Publicado el domingo, 20 de julio del 2025 a las 03:58
Recuerdo cuando estaba estudiando en el seminario menor, que uno de mis formadores, el padre Enrique Flores, de poco más de 60 años, le gustaba salir a las canchas a vernos jugar fútbol o basquetbol, y en ese entonces yo me preguntaba: ¿No se aburrirá? ¿Por qué no juega con nosotros? ¿Por qué nos verá con tanta atención y detenimiento? ¿Por qué no se perderá ninguno de nuestros torneos?
Ésas eran las preguntas que yo me hacía, con mis escasos 23 años, allá por el año de 1989. Hoy 36 años después, muy cercano a su edad, tengo todas las respuestas. Yo ya no juego, para cuidarme de fracturas y largas rehabilitaciones, que me impidan realizar mi diario servicio que tanto me gusta; camino solamente.
Abierto ya el portón del rancho, los dos seminaristas me acompañaron a un claro en medio de los frondosos nogales, donde ya nos esperaban el resto de sus compañeros, el diácono y los padres formadores. Corría un viento suave, y los rayos del sol eran contenidos por las espesas hojas de los árboles. Ahí celebramos la Eucaristía, sentados sobre la hierba, escuchando melodiosamente tanto las lecturas del Evangelio como los cantos espirituales.
Después de este momento sacro, nos pasamos a un espacioso y bello jardín con césped y pequeños arbolitos que apenas estaban saliendo, donde improvisadamente se armó una canchita de futbol rápido (qué bueno que no estaban las señoras de la casa), donde los seminaristas y los padres, se desquitaban mutuamente a patadas, y desahogaban con goles el asfixiante estrés al que se sometieron todo el año. No les digo cómo quedó el marcador para no herir susceptibilidades. Sólo unos cuantos lloraron debido al alto grado de madurez con el que se les forma (jeje). Un servidor, como antiguamente el padre Enrique, tan sólo contemplaba el juego, parado sobre una jardinera de cemento que rodeaba un gigantesco nogal, con mi termo con café de olla en la mano, por el que se la había rifado el seminarista Checo para conseguirlo. Desde ahí contemplaba el carácter de cada uno de los muchachos y también de los padres, su temple, su energía, su decisión, su dominio, su liderazgo, su actitud en el triunfo y en la derrota, su humildad y su espíritu de servicio, todo eso a través de sus acciones en el juego.

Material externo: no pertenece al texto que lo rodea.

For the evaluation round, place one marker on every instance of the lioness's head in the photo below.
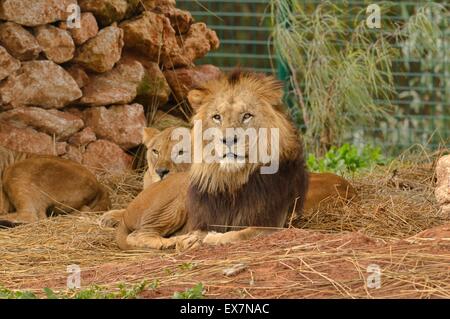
(161, 149)
(229, 111)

Ya para terminar, muchos se echaron un chapuzón en el acaudalado arroyo, que pasaba por en medio del rancho, justo alrededor de la palapa central, y que con el murmullo de su cauce nos deleitaba todo el tiempo, dándole un toque paradisíaco al lugar, todo él lleno de árboles, plantas y flores, haciéndonos sentir bendecidos y contentos.